IMF takes a cool tone with Portugal's anti-austerity gov't

LISBON, Portugal – The International Monetary Fund isn’t very impressed by Portugal’s new anti-austerity government.

The IMF said Thursday it is “regrettable” that a recent reversal of government workers’ pay cuts wasn’t accompanied by fundamental reforms of public-sector working practices. It added that the centre-left Socialist government needs to establish “realistic targets that are underpinned by concrete measures” to cut the country’s huge debt load.

The IMF acknowledged in a report that the government has “ambitious goals” to bring the country’s spending under control but said its plans lack detail. It also noted the government needs to quickly improve its budget management and transparency.

Portugal needed a 78 billion-euro ($86.7 billion) international bailout in 2011 amid Europe’s debt crisis. In return for that money, creditors, including the IMF, demanded three years of deeply unpopular cuts to pay, pensions and government spending on social services.

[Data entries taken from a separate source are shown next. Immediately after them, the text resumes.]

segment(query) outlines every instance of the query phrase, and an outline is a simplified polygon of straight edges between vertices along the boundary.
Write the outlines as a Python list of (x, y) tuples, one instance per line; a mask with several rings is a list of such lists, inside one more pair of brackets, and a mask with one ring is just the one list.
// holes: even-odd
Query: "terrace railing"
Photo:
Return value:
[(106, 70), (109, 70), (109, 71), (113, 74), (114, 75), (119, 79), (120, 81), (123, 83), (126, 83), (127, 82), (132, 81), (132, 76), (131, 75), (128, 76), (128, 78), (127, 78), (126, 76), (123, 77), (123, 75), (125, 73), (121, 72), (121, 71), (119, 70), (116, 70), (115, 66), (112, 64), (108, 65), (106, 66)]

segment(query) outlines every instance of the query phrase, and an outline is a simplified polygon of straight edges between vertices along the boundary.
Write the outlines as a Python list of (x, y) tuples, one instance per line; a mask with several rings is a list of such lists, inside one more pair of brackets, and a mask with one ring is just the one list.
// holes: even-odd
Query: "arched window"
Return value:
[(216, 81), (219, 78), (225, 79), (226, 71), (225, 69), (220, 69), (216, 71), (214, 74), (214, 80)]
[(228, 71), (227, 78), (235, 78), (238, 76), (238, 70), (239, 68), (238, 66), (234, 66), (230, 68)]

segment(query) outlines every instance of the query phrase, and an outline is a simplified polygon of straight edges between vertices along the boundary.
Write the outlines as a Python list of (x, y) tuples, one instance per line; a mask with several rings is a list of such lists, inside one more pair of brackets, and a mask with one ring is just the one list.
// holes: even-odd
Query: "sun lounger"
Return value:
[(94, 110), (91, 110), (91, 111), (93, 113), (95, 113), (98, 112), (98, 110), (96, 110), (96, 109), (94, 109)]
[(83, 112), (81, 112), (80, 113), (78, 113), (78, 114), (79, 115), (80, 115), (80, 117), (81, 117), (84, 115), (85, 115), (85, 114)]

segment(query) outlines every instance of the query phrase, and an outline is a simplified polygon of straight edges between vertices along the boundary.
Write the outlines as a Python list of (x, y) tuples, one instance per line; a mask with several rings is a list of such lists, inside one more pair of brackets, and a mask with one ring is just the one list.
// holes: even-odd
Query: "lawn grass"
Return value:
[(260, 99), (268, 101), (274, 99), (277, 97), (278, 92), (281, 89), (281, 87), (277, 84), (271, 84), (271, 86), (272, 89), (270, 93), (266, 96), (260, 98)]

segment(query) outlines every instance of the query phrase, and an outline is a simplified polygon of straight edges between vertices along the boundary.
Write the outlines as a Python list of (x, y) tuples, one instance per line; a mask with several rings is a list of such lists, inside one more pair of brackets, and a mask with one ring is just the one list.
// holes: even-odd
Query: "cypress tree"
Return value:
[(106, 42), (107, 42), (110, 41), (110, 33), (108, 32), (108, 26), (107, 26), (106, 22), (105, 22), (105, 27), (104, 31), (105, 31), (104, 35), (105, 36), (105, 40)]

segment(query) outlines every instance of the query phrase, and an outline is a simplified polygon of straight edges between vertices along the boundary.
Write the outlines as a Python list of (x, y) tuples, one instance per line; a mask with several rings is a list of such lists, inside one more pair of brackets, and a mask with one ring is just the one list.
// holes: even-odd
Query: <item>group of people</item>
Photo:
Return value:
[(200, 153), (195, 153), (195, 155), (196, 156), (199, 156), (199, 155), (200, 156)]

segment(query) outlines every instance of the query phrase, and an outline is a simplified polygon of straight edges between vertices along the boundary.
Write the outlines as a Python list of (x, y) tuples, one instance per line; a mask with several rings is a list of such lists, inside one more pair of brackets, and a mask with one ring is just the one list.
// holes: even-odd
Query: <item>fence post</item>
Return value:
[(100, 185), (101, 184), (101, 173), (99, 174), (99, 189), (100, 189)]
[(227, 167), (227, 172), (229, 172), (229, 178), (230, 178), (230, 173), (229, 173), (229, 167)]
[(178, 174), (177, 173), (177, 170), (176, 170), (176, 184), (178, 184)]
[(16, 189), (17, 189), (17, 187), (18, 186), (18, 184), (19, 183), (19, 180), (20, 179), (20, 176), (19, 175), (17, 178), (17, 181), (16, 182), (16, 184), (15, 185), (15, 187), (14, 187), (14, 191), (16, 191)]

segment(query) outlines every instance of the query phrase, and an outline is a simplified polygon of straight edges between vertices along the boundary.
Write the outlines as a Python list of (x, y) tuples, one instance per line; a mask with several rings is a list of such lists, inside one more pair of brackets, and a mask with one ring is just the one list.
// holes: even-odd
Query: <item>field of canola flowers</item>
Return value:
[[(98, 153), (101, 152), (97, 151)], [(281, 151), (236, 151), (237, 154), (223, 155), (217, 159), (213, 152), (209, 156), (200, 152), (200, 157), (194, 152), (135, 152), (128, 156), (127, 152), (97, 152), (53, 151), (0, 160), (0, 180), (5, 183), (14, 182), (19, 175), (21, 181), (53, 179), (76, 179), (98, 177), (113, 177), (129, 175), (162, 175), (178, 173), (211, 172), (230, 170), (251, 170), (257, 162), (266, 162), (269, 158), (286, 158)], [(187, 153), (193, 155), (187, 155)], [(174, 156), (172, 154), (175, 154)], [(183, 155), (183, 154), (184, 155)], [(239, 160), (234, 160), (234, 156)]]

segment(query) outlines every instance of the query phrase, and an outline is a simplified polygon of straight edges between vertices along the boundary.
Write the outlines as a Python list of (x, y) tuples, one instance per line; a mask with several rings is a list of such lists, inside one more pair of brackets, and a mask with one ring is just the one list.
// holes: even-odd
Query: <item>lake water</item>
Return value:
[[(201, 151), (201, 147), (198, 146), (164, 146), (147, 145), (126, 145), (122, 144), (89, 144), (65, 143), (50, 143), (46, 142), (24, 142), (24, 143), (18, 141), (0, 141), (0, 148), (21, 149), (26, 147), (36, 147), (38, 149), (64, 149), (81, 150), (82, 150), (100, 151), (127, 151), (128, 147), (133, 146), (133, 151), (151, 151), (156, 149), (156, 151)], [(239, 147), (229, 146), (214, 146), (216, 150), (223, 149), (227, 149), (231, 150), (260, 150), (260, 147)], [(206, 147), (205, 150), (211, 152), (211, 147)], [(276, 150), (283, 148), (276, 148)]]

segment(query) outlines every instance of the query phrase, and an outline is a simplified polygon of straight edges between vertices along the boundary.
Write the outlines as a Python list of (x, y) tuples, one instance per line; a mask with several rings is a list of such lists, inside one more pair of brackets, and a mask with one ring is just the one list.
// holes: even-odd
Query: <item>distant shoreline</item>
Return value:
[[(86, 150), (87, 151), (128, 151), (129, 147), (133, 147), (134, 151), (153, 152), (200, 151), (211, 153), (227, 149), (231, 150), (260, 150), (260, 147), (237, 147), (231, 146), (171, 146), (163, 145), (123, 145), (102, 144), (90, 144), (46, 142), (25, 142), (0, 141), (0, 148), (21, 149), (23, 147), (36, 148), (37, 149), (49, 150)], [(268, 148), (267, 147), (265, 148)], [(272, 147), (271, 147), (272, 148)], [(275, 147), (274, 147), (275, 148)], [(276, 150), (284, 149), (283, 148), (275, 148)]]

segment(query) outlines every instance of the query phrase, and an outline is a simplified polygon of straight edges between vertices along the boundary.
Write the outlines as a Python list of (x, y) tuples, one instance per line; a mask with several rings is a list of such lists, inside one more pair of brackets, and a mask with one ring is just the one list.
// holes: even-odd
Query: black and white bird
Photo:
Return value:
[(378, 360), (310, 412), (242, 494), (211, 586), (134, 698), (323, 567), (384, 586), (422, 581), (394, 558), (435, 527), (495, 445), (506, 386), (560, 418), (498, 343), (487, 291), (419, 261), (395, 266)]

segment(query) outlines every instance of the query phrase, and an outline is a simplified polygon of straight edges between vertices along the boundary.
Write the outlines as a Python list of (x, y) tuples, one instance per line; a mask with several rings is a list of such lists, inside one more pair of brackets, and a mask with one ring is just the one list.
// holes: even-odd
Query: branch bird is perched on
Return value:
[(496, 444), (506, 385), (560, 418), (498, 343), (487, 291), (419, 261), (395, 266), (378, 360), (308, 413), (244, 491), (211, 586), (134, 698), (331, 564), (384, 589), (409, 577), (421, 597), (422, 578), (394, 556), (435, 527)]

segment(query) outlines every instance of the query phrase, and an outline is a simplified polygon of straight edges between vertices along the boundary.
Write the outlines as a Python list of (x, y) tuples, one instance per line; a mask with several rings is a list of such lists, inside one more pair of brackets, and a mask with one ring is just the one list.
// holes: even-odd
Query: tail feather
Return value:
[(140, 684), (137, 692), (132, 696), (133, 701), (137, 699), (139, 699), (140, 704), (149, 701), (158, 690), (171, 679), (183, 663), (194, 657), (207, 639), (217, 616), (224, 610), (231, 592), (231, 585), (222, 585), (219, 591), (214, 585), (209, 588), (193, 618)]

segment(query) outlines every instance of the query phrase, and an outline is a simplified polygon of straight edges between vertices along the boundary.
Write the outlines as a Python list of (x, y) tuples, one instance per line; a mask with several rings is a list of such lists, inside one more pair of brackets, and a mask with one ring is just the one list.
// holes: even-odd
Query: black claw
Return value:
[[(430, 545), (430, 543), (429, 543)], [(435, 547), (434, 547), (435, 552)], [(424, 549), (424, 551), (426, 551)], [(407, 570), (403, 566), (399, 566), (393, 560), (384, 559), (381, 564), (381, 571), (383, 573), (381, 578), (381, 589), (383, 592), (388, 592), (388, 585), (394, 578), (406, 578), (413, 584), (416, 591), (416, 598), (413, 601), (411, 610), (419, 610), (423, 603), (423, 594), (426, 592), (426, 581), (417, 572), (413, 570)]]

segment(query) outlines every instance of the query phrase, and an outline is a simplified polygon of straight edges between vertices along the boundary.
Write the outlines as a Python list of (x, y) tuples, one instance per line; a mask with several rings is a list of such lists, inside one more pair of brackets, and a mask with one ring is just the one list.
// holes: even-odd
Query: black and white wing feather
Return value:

A general election last year produced a Socialist government kept in power by an alliance with the Communist Party and radical Left Bloc. Their common platform is rolling back austerity. That has included bringing back four public holidays, a return to the government workers’ traditional 35-hour working week, down from an austerity-era 40 hours, and cutting the sales tax on restaurant meals to 13 per cent from 23 per cent.

Despite that, the government says it will abide by the fiscal rules of eurozone membership.

The IMF, though, insisted that more social and economic reforms are “essential” to help cushion the vulnerable country against outside shocks, such as the United Kingdom’s vote last week to leave the EU, which is expected to reduce investment.

The report predicted Portuguese economic growth of 1 per cent this year, compared with the government forecast of 1.8 per cent.

Even so, the IMF foresees a budget deficit this year close to 3 per cent of GDP — the target set by the European Union — and admitted that government has kept a lid on spending so far.

The finance ministry said in response that Portugal will meet EU demands on debt levels.